Los apetitos del Hombre

En su libro «Contra la Sostenibilidad» el bioambientalista Andreu Escrivá sostiene la tesis que la sostenibilidad no sirve, que es como un paño caliente y ralentiza un poco pero no frena el desastre medioambiental y climático. Defiende el decrecimiento. Nada pone freno a los apetitos del hombre.

Pretende ser optimista con el «aún estamos a tiempo» que hace 50 años voy escuchando sin el menor avance.

El crecimiento conduce al desastre sostenía Delibes en 1971.

No se integran las externalides negativas en los costes, ese es el gran problema a mi juicio.

¿Crecimiento = Desarrollo?

Satisfacer las necesidades de las generaciones presentes sin comprometes las posibilidades de las futuras.

La empresa cárnica brasileña JBS sacrifica 9 millones de animales al día. Se plantea eliminar la deforestación asociada a su cadena de suministro para el año 2035. No me lo creo.

En la India viven más habitantes que en todo Occidente, ¿les podemos decir a los habitantes de dicho país que sean sostenibles? Efectivamente hay desastres medioambientales que generan destrucción y muerte (Ganges, contaminación en grandes ciudades, como esa del Taj Majal), desastres químicos en sus f´ábricas con centenares de miles de víctimas, etc. Pero pobres, lógicamente quieren vivir como vivimos en Occidente (y nos quejamos!!). ¿Tienen sus políticos la sostenibilidad como una de sus prioridades?¿Votarán sus habitantes a políticos más sensibles a estos asuntos?

Por ejemplo los aeropuertos europeos son sostenibles, pero los aviones que generan la mayor contaminación y despegan y aterrizan en ellos no, que cosas.

¿Llegarán las tecnologías para reducir las emisiones que, a día de hoy son inexistentes? Como somos.

Séneca decía que la virtud hay que practicarla por sí misma, no por el placer que se obtiene de ella.

Según Chancel el 63 % de la desigualdad global en las emisiones se debe hoy en día a la brecha entre quienes emiten poco y quienes emiten mucho dentro de los países, más que a la diferencia entre países. Las clases altas siguen aumentando sus emisiones.

La huella de Carbono de Gambia son 0,12 t por persona y año, EEUU 15,52 t, Qatar 37,29 t. El primer mundo utiliza al resto de naciones como granero, vertedero y fuerza de trabajo.

Durante millones de años ningún ser vivo ha vivido una concentración de CO2 de 422,06 ppm (record absoluto batido recientemente y en constante «mejora») . España, donde la huella de carbono media es de 5,4 t, el 1 % más rico emite 64,7 t.

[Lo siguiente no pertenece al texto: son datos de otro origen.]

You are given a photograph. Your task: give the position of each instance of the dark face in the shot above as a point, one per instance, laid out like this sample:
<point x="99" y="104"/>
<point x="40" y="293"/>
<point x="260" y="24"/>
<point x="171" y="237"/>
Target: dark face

Dice Andreu que hay que abordar un cambio profundo tanto en nuestras estructuras económicas como un cambio sustancial en nuestros modos de vida. Pues me temo que nadie está por la labor, cualquier empeoramiento del nivel de vida por leve que sea es rechazado por la sociedad. También habla de planificación (de los países se entiende, de su economía) y de repartir la riqueza.Habla de poner un bien superior por encima de nuestros intereses.

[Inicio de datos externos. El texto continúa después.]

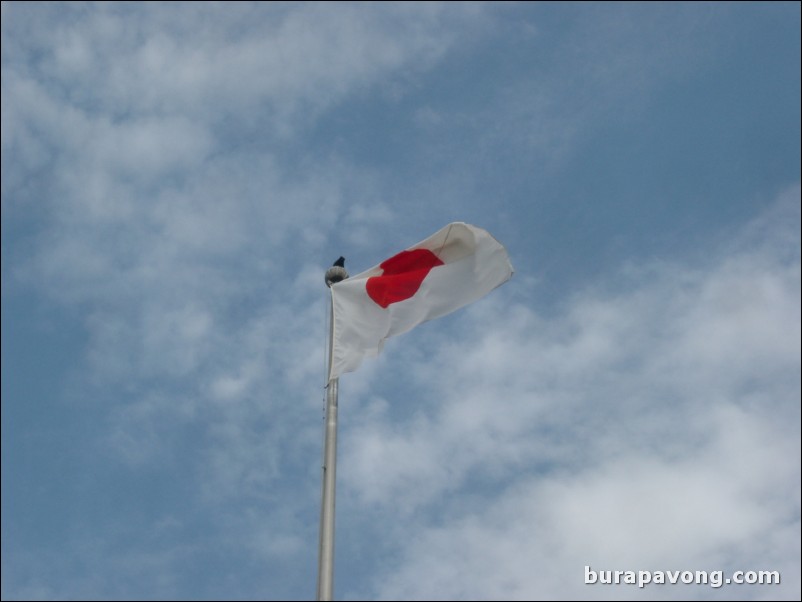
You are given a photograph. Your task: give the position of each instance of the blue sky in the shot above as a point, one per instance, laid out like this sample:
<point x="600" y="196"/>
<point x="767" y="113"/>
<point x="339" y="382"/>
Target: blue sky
<point x="176" y="177"/>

El Centro de resiliencia de Estocolmo publicó un estudio sobre las condiciones necesarias para que la humanidad se desenvuelva de forma segura en el planeta, las nueve fronteras son: integridad de la biosfera, contaminaxión química, disminución del ozono, aerosoles atmosféricos, acidificación de los océanos, , los flujos biogeoquímicos del nitrógeno y el fósforo, el uso de agua dulce y los usos del suelo.

Tenemos no ya negacionistas, sino los llamados retardistas, que no niegan el cambio climático pero lo atribuyen a ciclos naturales.

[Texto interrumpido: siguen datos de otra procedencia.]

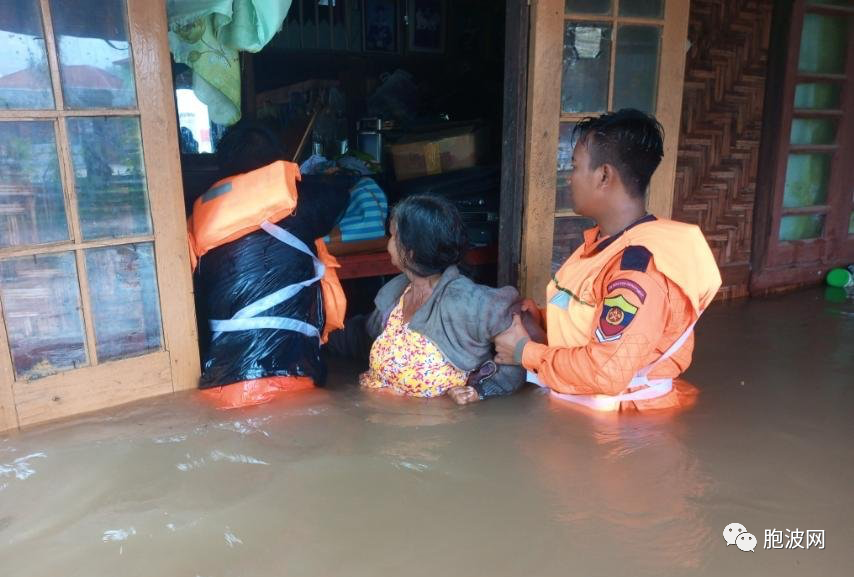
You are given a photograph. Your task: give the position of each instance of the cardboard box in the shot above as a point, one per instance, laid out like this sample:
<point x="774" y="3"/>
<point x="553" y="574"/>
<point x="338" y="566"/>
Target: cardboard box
<point x="437" y="152"/>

Ni cumpliendo con un montón de premisas se soluciona ya el gravísimo problema con la circulación oceánica, el deshielo del permafrost, el blanqueamiento y muerte del coral o el derretimientode glaciares y casquetes polares.

Al planeta, a la naturaleza, no le pasa nada, le pasará a las personas que lo habitan.

El reciclaje no sirve, cada año entran en la economía diez toneladas de porquería por persona, de ella se recicla el 10 %, pero ésta a su vez tiene un número limitado de vueltas, al final el 100% es basura.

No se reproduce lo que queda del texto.